Phil Cavell is a world-renowned bike fitter who, together with co-founder Julian Wall, runs Cyclefit in Covent Garden, London. The second more honest statement echoes the sentiments of many of us, and is “I train and race bicycles at this level because I enjoy it, not because I think it is necessarily good for me. A 30-year lifespan seemed to be the upper end of the age spectrum for hundreds of thousands of generations of our ancestors for a very good reason. We look in depth at the role of the autonomic nervous system, alcohol and even sleep to help you become faster, calmer and healthier.We see hundreds of midlife athletes every month and every year, and they're all trying to push their bodies even harder as they get into middle age. Now every road has been sealed and polished to within an inch of its life, as the government has realised that cyclists make exceptional tourists – we travel light, eat out a lot, don’t pollute, generally don’t get in trouble, and stop for copious amounts of strong coffee and Ensaïmada Mallorquina sweet bread. I guess the answer might be to plan rides for the weekend where you can trundle for most of it but 'bank' your threshold efforts for the fun bits e. Currently, there’s a quiet revolution occurring in the ranks of middle-aged and older sportsmen and women. Our most important goal as endurance athletes surely has to be to increase our oxidative or aerobic performance window, to become better at producing more power but at the same time staying oxidative/aerobic.

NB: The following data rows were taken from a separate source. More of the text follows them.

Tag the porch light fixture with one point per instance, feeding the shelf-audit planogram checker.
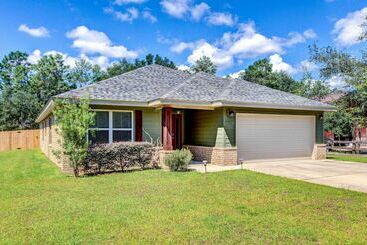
(231, 113)
(205, 162)
(241, 162)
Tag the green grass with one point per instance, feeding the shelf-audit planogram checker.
(347, 157)
(40, 205)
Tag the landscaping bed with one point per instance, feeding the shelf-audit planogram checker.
(39, 204)
(347, 157)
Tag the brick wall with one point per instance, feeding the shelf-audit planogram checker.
(214, 155)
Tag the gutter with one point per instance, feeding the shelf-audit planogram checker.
(185, 104)
(274, 106)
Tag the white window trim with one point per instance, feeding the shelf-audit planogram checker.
(110, 128)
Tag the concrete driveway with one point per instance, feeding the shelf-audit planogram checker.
(339, 174)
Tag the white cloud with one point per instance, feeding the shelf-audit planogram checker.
(348, 29)
(310, 33)
(175, 8)
(129, 16)
(185, 9)
(280, 66)
(203, 48)
(181, 46)
(34, 32)
(184, 68)
(95, 42)
(199, 10)
(149, 16)
(218, 19)
(307, 65)
(248, 43)
(244, 43)
(121, 2)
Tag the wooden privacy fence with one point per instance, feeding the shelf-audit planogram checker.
(21, 139)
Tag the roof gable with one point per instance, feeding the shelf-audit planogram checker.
(155, 82)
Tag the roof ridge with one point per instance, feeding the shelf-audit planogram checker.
(226, 90)
(179, 86)
(117, 76)
(279, 91)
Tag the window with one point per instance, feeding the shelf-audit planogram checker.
(112, 126)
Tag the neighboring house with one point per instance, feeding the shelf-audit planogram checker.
(220, 120)
(359, 133)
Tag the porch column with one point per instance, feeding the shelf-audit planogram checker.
(167, 129)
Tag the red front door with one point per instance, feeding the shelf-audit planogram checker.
(177, 131)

Once I move closer to racing, so maybe block 4 I would then take the above approach and do little or no zone 2 in a 3 zone system or Z3/4 in a 7 zone system and keep it 80/20 or 90/10 endurance / HIIT. We need to become lean, long-burn machines and the only way to achieve this is to ride at this specific level — remember that we're highly adaptable creatures and our bodies will change and improve based on specific repeated stresses.Or as Dr Nigel Stephens so eloquently frames the proposition: ‘As cyclists, we trade hugely improved cardiovascular and cognitive health for occasional orthopaedic trauma.

Exercise may well be the finest drug the pharmaceutical industry never invented, but can we also have too much of a good thing? No generation before us has sought to extract so much from their bodies so late in life, in sufficient quantities for it to be interesting or significant.Stick a pin almost anywhere on the human existence timeline and the life expectancy for most of our ancestors would be a disappointing 20 to 30 years. If you ride a bike, just as if you ride a horse, there’s always a chance that you could have a tumble. And underpinning this startling mismatch is a fundamental misunderstanding about how the human body works, and therefore improves. But the fundamentals were that I was young, fit, strong and largely conditioned for the exertions I had placed upon my body.